Я давно хотел проверить некую идею, навеянную одним из ранних открытий Каплана. А что, если использовать живые клетки сердца для изучения биохимических изменений при сердечном приступе? Я мог бы попытаться сымитировать ситуацию, при которой заблокированная артерия перестает снабжать сердце кровью и, следовательно, кислородом, измеряя уровень высвобождающихся из клеток сердца маркерных ферментов лактатдегидрогеназы и креатинкиназы после снижения уровня кислорода.

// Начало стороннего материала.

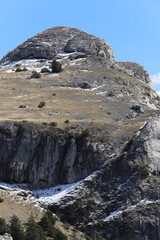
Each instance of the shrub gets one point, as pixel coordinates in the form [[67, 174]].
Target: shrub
[[143, 170], [58, 235], [45, 70], [85, 133], [22, 106], [67, 121], [53, 124], [127, 225], [16, 229], [21, 69], [3, 226], [34, 231], [41, 104], [47, 223], [35, 74], [136, 108], [85, 85], [56, 67]]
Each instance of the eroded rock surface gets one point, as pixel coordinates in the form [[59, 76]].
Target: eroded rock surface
[[54, 41], [124, 193]]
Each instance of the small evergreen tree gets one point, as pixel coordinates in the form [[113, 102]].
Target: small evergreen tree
[[3, 227], [47, 223], [58, 235], [16, 229], [34, 231], [56, 67]]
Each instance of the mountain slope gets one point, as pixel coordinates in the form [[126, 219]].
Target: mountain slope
[[107, 118]]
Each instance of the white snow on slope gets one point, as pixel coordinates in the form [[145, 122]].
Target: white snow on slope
[[54, 194]]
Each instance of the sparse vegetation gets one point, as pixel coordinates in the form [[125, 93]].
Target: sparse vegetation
[[41, 104], [136, 108], [85, 133], [85, 85], [22, 106], [21, 69], [35, 74], [127, 225], [143, 170], [42, 230], [56, 67], [16, 229], [53, 124], [3, 226], [45, 70], [67, 122]]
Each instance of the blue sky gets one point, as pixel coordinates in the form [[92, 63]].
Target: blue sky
[[132, 27]]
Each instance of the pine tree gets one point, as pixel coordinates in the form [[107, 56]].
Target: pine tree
[[16, 229], [47, 223], [34, 231]]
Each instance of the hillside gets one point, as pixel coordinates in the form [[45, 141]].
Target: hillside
[[98, 129]]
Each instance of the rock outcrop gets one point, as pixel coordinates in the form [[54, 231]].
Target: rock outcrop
[[59, 40], [6, 236], [44, 157], [112, 128], [124, 193]]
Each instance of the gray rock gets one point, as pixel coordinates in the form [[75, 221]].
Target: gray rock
[[6, 236], [54, 41], [32, 155], [136, 70]]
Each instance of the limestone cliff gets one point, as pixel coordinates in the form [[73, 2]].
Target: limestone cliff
[[50, 43], [97, 114]]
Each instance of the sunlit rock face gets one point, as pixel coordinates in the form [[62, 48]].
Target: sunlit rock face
[[54, 41]]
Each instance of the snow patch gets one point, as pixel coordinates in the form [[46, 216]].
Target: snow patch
[[54, 194]]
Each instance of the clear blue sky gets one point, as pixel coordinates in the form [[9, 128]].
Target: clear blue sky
[[132, 27]]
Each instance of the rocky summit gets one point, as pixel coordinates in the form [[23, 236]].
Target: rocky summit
[[79, 135]]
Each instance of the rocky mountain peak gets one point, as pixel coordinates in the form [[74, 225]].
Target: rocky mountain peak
[[58, 40]]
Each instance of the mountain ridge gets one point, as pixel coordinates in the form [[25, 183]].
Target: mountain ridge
[[99, 126]]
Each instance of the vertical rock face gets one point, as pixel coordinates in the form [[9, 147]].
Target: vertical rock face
[[48, 44], [33, 156], [6, 236]]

После первого же эксперимента выяснилось, что полученные мной результаты – настоящая сенсация. Высвобождающиеся из каждой отдельной клетки ферменты свидетельствовали о процессах, происходящих во время настоящих сердечных приступов. Определенный уровень высвобождения фермента означал способность клеток к восстановлению, в то время как более высокие уровни свидетельствовали об их гибели. Теоретически это могло бы стать прекрасным методом скрининга лекарств для защиты клеток сердца или их восстановления. Каплан был так воодушевлен возможными перспективами использования результатов эксперимента, что попросил меня внести соответствующий пункт в заявку на крупный грант. Я был польщен его просьбой, хотя это и означало необходимость проведения дополнительной работы и еще нескольких недель обсуждений и презентаций. Наконец заявка была оформлена и представлена большой группе специалистов, связанных с кардиоцентром. И тут произошло невероятное – у самого Каплана случился сердечный приступ!

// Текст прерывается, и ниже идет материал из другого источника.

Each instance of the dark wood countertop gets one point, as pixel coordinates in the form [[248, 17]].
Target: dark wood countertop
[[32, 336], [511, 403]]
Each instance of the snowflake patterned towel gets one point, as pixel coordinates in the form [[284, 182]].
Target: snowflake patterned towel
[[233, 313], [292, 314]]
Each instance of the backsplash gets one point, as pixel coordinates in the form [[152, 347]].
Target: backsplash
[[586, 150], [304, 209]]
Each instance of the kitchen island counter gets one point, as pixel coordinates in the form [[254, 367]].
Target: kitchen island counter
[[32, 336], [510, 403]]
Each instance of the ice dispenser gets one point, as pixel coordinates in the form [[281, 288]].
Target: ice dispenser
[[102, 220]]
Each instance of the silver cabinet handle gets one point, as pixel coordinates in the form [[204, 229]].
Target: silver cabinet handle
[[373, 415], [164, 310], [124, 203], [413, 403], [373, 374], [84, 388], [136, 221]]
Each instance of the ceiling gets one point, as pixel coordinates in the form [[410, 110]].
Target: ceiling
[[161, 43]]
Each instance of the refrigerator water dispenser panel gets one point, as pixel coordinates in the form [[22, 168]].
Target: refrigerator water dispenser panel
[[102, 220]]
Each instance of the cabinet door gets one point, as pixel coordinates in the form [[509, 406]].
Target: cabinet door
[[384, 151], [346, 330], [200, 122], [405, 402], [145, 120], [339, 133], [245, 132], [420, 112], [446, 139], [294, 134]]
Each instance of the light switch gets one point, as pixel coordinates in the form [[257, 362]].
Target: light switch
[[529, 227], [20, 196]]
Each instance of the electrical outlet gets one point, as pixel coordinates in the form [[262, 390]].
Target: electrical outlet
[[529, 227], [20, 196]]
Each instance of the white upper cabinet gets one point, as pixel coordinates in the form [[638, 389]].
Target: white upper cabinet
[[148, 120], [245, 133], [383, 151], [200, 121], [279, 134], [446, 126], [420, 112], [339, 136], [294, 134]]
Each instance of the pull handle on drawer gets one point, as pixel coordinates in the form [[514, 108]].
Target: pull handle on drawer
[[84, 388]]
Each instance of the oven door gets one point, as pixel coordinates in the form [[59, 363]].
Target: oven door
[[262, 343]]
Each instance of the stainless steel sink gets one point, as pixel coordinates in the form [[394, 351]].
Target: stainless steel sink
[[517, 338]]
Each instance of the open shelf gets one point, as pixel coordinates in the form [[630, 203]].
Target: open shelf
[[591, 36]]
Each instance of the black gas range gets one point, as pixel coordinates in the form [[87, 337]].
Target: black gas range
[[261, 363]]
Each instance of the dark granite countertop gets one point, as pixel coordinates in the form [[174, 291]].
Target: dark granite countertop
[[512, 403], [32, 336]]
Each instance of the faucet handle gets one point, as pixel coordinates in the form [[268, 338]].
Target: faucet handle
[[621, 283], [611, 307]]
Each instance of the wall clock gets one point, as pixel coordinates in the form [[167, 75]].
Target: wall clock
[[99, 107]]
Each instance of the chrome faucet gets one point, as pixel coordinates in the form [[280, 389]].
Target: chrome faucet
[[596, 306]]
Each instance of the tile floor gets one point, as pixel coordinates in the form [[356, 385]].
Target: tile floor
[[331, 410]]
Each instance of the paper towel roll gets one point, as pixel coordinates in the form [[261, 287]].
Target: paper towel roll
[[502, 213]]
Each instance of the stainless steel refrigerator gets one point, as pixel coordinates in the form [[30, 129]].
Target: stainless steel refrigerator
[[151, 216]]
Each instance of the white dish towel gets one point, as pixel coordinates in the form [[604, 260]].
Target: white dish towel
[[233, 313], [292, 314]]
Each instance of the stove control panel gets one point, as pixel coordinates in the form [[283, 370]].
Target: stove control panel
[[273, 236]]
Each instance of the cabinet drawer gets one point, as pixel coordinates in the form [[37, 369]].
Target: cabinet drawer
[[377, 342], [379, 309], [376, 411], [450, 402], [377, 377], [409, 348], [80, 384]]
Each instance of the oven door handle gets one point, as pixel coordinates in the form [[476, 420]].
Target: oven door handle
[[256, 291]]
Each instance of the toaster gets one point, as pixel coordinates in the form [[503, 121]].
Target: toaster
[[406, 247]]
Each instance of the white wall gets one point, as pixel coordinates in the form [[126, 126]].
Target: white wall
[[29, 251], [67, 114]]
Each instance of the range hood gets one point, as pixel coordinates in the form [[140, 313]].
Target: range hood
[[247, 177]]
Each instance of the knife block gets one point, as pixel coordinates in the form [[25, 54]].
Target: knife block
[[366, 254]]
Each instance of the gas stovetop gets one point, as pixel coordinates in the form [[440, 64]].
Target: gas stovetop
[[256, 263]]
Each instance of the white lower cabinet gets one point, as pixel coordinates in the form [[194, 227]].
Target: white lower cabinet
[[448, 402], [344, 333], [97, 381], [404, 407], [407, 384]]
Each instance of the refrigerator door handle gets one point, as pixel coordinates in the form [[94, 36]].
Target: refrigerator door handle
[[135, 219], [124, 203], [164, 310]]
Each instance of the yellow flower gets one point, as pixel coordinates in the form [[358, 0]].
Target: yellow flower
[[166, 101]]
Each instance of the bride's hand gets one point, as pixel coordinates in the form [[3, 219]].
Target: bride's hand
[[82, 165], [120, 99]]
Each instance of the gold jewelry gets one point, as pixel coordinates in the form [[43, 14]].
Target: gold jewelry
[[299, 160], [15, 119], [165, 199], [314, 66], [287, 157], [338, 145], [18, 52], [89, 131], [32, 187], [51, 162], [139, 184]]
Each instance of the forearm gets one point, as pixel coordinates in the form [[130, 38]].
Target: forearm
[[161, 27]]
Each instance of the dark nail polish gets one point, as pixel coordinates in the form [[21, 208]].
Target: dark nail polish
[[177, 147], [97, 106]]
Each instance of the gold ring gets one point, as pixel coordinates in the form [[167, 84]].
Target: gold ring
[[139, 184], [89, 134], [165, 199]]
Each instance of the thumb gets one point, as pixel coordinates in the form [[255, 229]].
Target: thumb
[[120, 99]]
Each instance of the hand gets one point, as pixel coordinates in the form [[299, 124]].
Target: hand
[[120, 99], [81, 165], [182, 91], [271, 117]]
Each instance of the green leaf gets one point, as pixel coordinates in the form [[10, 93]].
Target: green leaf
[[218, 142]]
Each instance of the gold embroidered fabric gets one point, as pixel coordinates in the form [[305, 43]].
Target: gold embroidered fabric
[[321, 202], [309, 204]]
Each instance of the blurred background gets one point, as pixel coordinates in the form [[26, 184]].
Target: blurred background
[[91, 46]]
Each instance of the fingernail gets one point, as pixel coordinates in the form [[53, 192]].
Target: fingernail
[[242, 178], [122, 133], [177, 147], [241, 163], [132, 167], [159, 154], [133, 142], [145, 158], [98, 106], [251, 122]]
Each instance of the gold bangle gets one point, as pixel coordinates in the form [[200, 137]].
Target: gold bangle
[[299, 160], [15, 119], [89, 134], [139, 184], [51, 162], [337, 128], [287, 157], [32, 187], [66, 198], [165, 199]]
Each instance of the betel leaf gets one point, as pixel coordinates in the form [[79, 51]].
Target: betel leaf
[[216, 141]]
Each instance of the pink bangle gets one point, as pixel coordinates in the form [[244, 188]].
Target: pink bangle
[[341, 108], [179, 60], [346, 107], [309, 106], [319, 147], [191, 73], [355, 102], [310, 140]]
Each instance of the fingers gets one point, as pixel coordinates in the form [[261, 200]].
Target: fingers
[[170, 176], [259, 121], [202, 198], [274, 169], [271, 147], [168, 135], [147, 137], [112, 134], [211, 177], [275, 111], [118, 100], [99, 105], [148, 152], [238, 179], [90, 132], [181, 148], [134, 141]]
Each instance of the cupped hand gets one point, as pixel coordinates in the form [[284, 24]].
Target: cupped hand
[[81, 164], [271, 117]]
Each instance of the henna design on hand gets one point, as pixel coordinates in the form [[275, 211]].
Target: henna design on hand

Ученый сразу заметил симптомы – потливость и боль в груди – и немедленно отправился в университетскую больницу, где ему сделали анализ крови его же собственным методом. Уровни ферментов показали, что сердечный приступ не слишком серьезный, и Каплан должен вскоре выздороветь. Я часто его навещал. В те времена пациента, как правило, несколько дней накачивали успокоительными препаратами. Теоретически это должно снимать напряжение, но на Каплана такое лечение оказывало совсем другое действие, иногда даже вызывало бредовое состояние. Однажды он попросил заведующего кардиохирургией вскрыть ему грудную клетку и приложить к сердцу мои адреналиновые бусины, чтобы заставить его лучше работать.

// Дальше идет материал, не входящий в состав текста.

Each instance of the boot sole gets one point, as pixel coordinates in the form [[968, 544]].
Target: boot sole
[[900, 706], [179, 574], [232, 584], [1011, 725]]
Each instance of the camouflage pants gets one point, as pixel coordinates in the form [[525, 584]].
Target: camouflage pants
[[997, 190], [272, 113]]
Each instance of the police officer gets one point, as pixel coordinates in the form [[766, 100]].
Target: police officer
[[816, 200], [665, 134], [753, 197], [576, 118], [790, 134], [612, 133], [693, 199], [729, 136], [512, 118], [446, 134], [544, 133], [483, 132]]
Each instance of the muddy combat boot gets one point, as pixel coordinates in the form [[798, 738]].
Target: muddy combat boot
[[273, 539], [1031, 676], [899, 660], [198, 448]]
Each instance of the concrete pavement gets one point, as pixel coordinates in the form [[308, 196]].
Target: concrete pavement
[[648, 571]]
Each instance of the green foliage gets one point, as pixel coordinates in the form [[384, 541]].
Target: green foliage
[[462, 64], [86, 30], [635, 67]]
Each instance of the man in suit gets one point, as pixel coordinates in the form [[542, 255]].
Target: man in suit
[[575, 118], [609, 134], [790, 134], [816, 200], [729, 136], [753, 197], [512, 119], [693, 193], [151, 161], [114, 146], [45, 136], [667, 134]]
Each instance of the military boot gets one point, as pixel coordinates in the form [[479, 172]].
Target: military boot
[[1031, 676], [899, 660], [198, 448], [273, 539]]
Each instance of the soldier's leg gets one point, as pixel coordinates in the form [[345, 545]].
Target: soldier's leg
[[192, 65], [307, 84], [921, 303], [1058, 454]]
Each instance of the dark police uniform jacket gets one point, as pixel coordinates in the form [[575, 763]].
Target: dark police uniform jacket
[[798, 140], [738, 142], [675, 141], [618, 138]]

Писатели обычно беспокоятся, что кто-то украдет их слова, а ученые – их идеи. Моя первая встреча с этой формой интеллектуального воровства произошла, когда мой наставник лежал в больнице, а наша сотрудница Джейн (имя вымышленное) решила удалить из гранта для кардиоцентра наши фамилии, мою и Каплана, и поставить вместо них свою. Остальные авторы заявки решили, что это было сделано с нашего ведома, так как Каплан болел и не мог заниматься грантом.

Мы обнаружили это спустя месяц или чуть позже, когда руководитель проекта Джон Росс, из чистой вежливости, прислал мне копию запроса кардиоцентра. Увидев имя Джейн вместо собственного, я пришел в ярость. Неужели Каплан предал меня ради кого-то другого? Я кинулся в его кабинет, бросил проект гранта на стол и закричал: «Что это, черт возьми?» Каплан ничего не знал о подмене и тоже был взбешен, но потом успокоился и заявил, что из-за этого инцидента под удар может быть поставлена карьера одного важного чиновника, чего по некоторым политическим причинам он не хотел. Я был молод, наивен, и меня его аргументы абсолютно не убедили.

Тогда Нат рассказал мне, как в начале своей карьеры он тоже стал жертвой интеллектуального воровства. После того, как он подготовил для публикации в журнале Biological Chemistry статью об открытии кофермента А, сделанном им совместно с Липманом, тот отправил текст одному своему старшему коллеге – для обсуждения результатов. Ответа они не получили, но позже Липману пришла из редакции журнала статья на рецензию, и это оказалась та самая, написанная им самим и Капланом, статья о коферменте А, только в авторах их имен не было, зато стояло имя коллеги Липмана. Возмущенный Липман позвонил в редакцию журнала и добился восстановления их авторства. И во многом благодаря изложенным в ней результатам Липман получил Нобелевскую премию.

Хотя Каплан утверждал, что «истина всегда торжествует», я продолжаю считать, что ради блага научного сообщества мошенничество не следует игнорировать. На карту ставится нечто гораздо большее, чем репутация отдельных ученых, – подвергается сомнению доверие к самой науке. Когда спустя несколько дней Каплан сообщил, что Джейн таки получила мой грант, я решил: ну что ж, «плохие парни» победили. Конечно, я был рад, что мои идеи оценили высоко, но горевал, что их у меня украли!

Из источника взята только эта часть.